Disons d'abord que l'ethnisme est la prise de conscience politique que la langue est le facteur principal définissant un peuple, une nation. C'est-à-dire qu'un peuple se délimite surtout par ses frontières linguistiques. Il faut savoir ensuite que le terme "ethnisme" officiellement n'existe pas; aucun dictionnaire ne le mentionne. Il apparaît pour la première fois, vers 1958, sous la plume de François Fontan qui en a eu besoin pour construire sa théorie. Il y avait ethnographie, ethnologie sociale, anthropologie politique, ethno-linguistique, ethnocentrisme, etc. mais pas "ethnisme". L'ethnisme fut donc le titre de l'ouvrage de François Fontan paru en 1961 et édité à compte d'auteur à Nice. Le sous-titre précisait un peu mieux le propos : "Vers un nationalisme humaniste".
Ceci dit, l'ethnisme comme le marxisme est une tentative d'explication de l'histoire humaine; c'est une théorie politique qui reconnaît l'existence dans le monde des langues, de cultures différentes; elle constate les situations d'oppression de certaines langues et cultures (nations) par d'autres et prend en charge cette réalité pour mieux la faire connaître; voire proposer des solutions.
L'ethnisme prend position, juge et décide d'une action politique. En cela, il se différencie de l'ethnologie qui se borne à observer et à se maintenir dans une certaine neutralité. La pensée et l'action politique de l'ethnisme s'appuient sur le principe suivant : pour préserver un maximum de "vie" en ce qui concerne l'espèce humaine, il faut déceler, combattre et éliminer les situations d'oppression. Celles-ci peuvent être de plusieurs ordres : de classes, de sexes, de générations et d'ethnies. L'ethnisme analyse toute situation d'oppression ethnique. L'ethnisme propose alors de recenser toutes les ethnies, toutes les cultures du monde, et de leur accorder un certain nombre de droits dont le droit à la langue, le droit au territoire et le droit à la maîtrise de leur propre destin dans le cadre de rapports internationaux, c'est-à-dire inter-ethniques.

ETHNIE NATION ETAT PEUPLE

Pour la suite de ce débat, il serait souhaitable que, dès maintenant, vous nous définissiez plus précisément le sens des mots "ethnie, nation, état".

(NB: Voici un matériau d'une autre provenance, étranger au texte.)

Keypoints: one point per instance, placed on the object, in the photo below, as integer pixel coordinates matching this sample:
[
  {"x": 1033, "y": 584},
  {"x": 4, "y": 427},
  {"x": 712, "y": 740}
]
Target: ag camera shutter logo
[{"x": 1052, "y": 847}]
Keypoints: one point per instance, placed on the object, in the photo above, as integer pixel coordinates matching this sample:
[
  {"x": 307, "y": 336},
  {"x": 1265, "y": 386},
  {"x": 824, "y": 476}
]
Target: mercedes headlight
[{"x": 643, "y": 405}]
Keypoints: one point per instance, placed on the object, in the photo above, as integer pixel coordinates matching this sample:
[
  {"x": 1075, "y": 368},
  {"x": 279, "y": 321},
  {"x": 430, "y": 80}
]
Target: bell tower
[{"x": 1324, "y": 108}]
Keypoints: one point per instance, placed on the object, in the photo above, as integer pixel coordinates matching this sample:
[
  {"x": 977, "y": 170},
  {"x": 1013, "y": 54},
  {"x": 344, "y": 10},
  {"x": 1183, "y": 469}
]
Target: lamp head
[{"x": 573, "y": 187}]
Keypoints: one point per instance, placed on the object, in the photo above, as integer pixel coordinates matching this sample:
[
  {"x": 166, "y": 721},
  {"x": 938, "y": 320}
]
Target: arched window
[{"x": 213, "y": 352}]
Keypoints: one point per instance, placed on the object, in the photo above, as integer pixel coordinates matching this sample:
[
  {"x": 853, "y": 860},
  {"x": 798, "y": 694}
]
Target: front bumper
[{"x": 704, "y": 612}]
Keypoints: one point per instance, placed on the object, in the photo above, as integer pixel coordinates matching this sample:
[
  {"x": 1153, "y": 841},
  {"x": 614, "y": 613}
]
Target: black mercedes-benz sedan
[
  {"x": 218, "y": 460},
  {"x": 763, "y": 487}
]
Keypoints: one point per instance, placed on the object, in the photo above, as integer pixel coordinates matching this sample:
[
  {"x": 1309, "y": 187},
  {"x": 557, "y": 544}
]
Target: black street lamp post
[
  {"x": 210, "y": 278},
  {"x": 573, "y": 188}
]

Votre question est justifiée car, en ce qui concerne le sens donné à ces termes, il règne aujourd'hui une grande confusion, chacun donnant une définition différente à ces mots. Différence qui devient vite divergence, selon qui tient le discours. Ainsi, "ethnie française" dans la bouche d'un Corse n'a pas le même sens que dans celle de Michel Debré.
Un des buts de cet ouvrage est justement d'aider à définir ces termes.

Commençons par le mot "ethnie" : ce terme renvoie souvent à l'idée de peuple primitif. Ne croyez-vous pas qu'il ait une connotation trop ethnologique ?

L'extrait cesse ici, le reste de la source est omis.